Akcja ofensywna, w której jeden z zawodników gra z broniącym go rywalem jeden na jednego, a jego partnerzy z drużyny starają się odciągnąć jak najdalej od niego innych obrońców (najczęściej odchodząc w stronę narożników lub schodząc na przeciwną stronę atakowanej części parkietu).
Izolacja często bywa określana jako ISO. Jest to podstawowa zagrywka w koszykówce, której powodzenie zależy przede wszystkim od indywidualnych umiejętności danego koszykarza. Stąd izolacje grane są najczęściej właśnie dla najlepszych graczy danej drużyny. Często stosuje się też izolację po zmianie krycia, gdy któryś z graczy ma wyraźną przewagę nad kryjącym go zawodnikiem (bardzo częsta sytuacja to rozgrywający mający przed sobą wolniejszego wysokiego zawodnika lub przeciwnie wysoki zawodnik, mający za obrońcę dużo niższego rywala).

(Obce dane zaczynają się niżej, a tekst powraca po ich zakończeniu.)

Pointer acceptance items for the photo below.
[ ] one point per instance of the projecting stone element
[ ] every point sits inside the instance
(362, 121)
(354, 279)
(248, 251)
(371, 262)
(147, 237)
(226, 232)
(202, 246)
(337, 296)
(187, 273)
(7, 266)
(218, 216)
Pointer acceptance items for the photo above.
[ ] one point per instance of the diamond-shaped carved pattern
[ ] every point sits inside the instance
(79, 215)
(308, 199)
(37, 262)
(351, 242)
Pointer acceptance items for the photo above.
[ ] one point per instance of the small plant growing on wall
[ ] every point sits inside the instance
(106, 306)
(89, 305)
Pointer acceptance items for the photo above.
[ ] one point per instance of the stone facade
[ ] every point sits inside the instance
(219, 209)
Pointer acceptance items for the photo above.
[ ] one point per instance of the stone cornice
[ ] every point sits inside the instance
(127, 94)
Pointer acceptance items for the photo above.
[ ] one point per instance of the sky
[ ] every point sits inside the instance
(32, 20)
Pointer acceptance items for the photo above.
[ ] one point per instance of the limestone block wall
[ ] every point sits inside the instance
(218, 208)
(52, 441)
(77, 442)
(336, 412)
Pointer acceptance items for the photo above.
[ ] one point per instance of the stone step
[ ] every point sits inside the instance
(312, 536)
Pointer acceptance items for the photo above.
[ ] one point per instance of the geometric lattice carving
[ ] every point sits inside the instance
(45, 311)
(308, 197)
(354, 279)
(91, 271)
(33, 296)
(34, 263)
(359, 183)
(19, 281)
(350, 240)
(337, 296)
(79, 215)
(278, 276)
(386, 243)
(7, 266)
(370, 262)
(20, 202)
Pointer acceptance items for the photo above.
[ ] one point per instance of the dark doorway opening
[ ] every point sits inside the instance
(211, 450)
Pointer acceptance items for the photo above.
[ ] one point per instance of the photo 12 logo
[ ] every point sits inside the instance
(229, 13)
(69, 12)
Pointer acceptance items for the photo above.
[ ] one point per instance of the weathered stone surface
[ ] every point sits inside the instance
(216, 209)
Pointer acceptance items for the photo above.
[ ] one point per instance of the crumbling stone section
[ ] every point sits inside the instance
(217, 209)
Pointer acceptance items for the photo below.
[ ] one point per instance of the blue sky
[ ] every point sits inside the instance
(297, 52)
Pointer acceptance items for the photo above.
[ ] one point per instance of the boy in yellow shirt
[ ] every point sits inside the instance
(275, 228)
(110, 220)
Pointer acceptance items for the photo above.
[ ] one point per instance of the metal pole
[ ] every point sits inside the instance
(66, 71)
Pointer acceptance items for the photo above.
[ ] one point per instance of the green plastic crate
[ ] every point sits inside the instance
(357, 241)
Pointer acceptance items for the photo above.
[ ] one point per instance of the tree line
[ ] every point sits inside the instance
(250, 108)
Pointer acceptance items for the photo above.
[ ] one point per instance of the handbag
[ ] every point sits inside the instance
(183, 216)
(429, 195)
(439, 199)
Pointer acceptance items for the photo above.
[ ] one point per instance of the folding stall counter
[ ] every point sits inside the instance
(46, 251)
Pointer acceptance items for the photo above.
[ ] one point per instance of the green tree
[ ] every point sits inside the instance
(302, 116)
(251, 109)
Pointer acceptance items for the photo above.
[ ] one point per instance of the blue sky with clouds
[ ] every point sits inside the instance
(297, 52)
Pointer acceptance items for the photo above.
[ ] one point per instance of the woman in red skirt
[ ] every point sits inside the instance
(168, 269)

Izolacje grane są szczególnie często w końcówkach kwart, gdy gracz z piłką decyduje się na indywidualną próbę zakończenia tego fragmentu gry punktami. Bardzo często izolacje możemy oglądać też w samych końcówkach zaciętych spotkań, gdy trenerzy oddają losy meczu w ręce swoich najlepszych graczy i każą reszcie “zejść z drogi”.
Izolacje nie są zazwyczaj najefektywniejszą bronią w koszykówce, gdyż wymagają dużego wysiłku od jednego gracza, który jest zmuszony grać w pojedynkę. Do tego sprawiają, że poza grą znajduje się reszta zawodników (a więc nie są wykorzystywane ich możliwości). W konsekwencji izolacje nie są opłacalne w dłuższej perspektywie. Są jednak używane często przez trenerów sytuacyjnie, szczególnie gdy zespół ma problemy ze zdobyciem punktów w inny sposób. Są również gracze, którzy sami podejmują decyzję o wejściu w izolację i grze jeden na jeden, nie jest to jednak mile widziane przez trenerów (istnieją oczywiście wyjątki – gracze, którzy zawsze mają zielone światło do podejmowania takich decyzji, np. Kobe Bryant).